Star Trek is about the crew of a starship, the U.S.S. Enterprise, 200 years from now, captained by Jim Kirk. Second-in-command is Mr. Spock, only half-human, devoid of emotion, seeing everything rationally. The rest of the crew is a careful mixture of colours and races… there is even a crewman called ‘Scotty’!

On the starship is a transporter. Crewmen stand in it, are de-materialised then re-materialised where they are due to be. In one episode Kirk emerged from the transporter as two people.

The ‘lower self’ chased the girls, was cruel, irresponsible and a menace; but it knew fear. On the other hand, the ‘higher self’ would not behave wrongly to anybody; it was rational and fearless. Yet the ‘higher self’ was quite incapable of being the captain of the crew… he could see all the alternatives and was indecisive.

Split personality

This story explores us deeply. It shows us that both sides of us are needed. The animal in us is not bad, and the other side is not really good. Real goodness and badness emerge only as the result of the two sides interacting.

In Romans 8 Paul says: ‘Put to death your lower nature…’ but this is disastrous! Our lower nature needs to be treated like any animal, trained, encouraged and used.

Paul is nearer the truth when he says to the Thessalonian Church: ‘You must learn to gain mastery over your body, and hallow and honour it.’
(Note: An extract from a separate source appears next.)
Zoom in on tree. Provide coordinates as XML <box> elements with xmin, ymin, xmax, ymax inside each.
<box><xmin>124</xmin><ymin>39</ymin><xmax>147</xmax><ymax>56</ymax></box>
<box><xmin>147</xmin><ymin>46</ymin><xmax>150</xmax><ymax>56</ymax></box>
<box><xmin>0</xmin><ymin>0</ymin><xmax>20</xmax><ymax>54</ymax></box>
Our animal self is needed, as Kirk found, and without it we cannot be effective captains of crews, or even ministers of congregations! But if this lower self is in Christ’s hands, and his Spirit is working through us, it will be the wonderful instrument we need for life on this planet.

Blissful state

In another episode Kirk and his crew are sent to a star from which the crew of a previous starship have not returned. They are discovered living a carefree life in a friendly countryside where everything they plant grows without much cultivation. Medical checks show that they are in perfect health.
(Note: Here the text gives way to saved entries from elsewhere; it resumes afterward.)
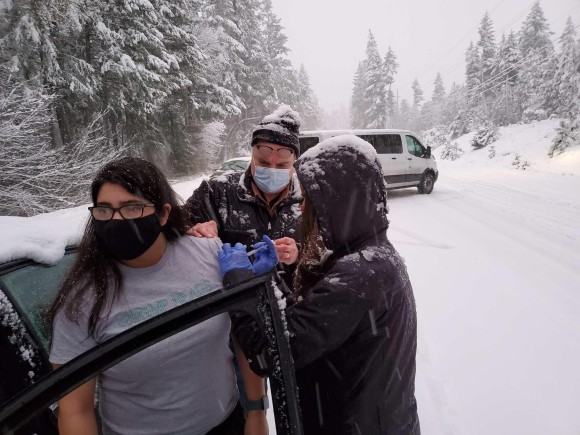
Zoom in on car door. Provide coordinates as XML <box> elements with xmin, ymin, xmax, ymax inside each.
<box><xmin>0</xmin><ymin>254</ymin><xmax>77</xmax><ymax>435</ymax></box>
<box><xmin>0</xmin><ymin>270</ymin><xmax>303</xmax><ymax>435</ymax></box>
<box><xmin>405</xmin><ymin>135</ymin><xmax>429</xmax><ymax>183</ymax></box>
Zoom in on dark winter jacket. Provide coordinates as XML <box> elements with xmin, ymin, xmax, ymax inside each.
<box><xmin>287</xmin><ymin>135</ymin><xmax>420</xmax><ymax>434</ymax></box>
<box><xmin>185</xmin><ymin>168</ymin><xmax>302</xmax><ymax>288</ymax></box>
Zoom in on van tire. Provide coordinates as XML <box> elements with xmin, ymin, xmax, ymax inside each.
<box><xmin>418</xmin><ymin>172</ymin><xmax>435</xmax><ymax>194</ymax></box>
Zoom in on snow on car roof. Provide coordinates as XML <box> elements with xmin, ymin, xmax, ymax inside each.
<box><xmin>223</xmin><ymin>156</ymin><xmax>251</xmax><ymax>162</ymax></box>
<box><xmin>0</xmin><ymin>205</ymin><xmax>88</xmax><ymax>265</ymax></box>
One of the Enterprise crew is taken to a plant, whose seed pods burst over him. At once he becomes perfectly adapted to this new planet… happy, carefree, healthy.

One by one the rest of the crew are affected, until only Kirk is left. By chance he discovers that something which causes real anger dispels the effects. He is then confronted by the question: “What right have I to make these men and women come out of their blissful, healthy state?”
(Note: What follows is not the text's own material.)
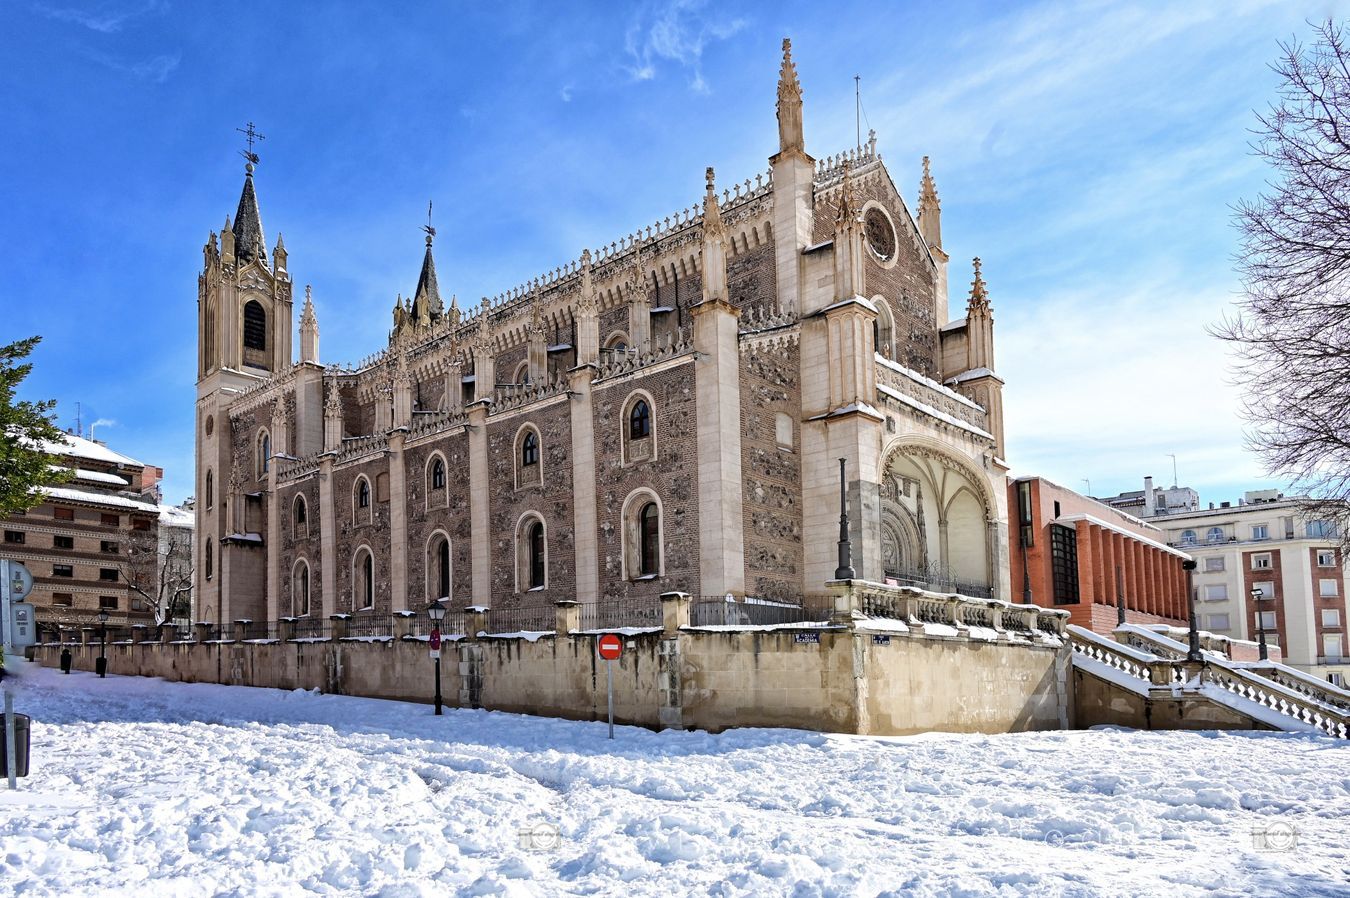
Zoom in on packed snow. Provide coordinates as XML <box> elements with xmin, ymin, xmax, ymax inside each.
<box><xmin>1</xmin><ymin>659</ymin><xmax>1346</xmax><ymax>897</ymax></box>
Eventually he decides that he must win them back and one by one the crew are reclaimed. At last the captain of the ‘lost’ starship comments: “We’ve been here three years, and have achieved nothing. It’s time we got back down to work.”

We often talk as if God should have made the world like that other planet, as if it should not be possible for us to ‘eat of the tree of knowledge of good and evil’.

Yet in a world of no effort, where nobody needs help, and pain is unknown, man would not develop the qualities of soul he most values.

Dawn of an idea

Now we have an idea beginning to dawn, of a universe with many dimensions and wavelengths, with ‘beings’ possible existing on other leves, as well as out in space. The whole relationship of consciousness and matter is opening up in a new way, and many of the stories explore what might be possible on this new understanding.

It may be that programmes of this kind are beckoning us on to discover ‘a new heaven and a new earth’ with hidden dangers and glories beyond our dreams.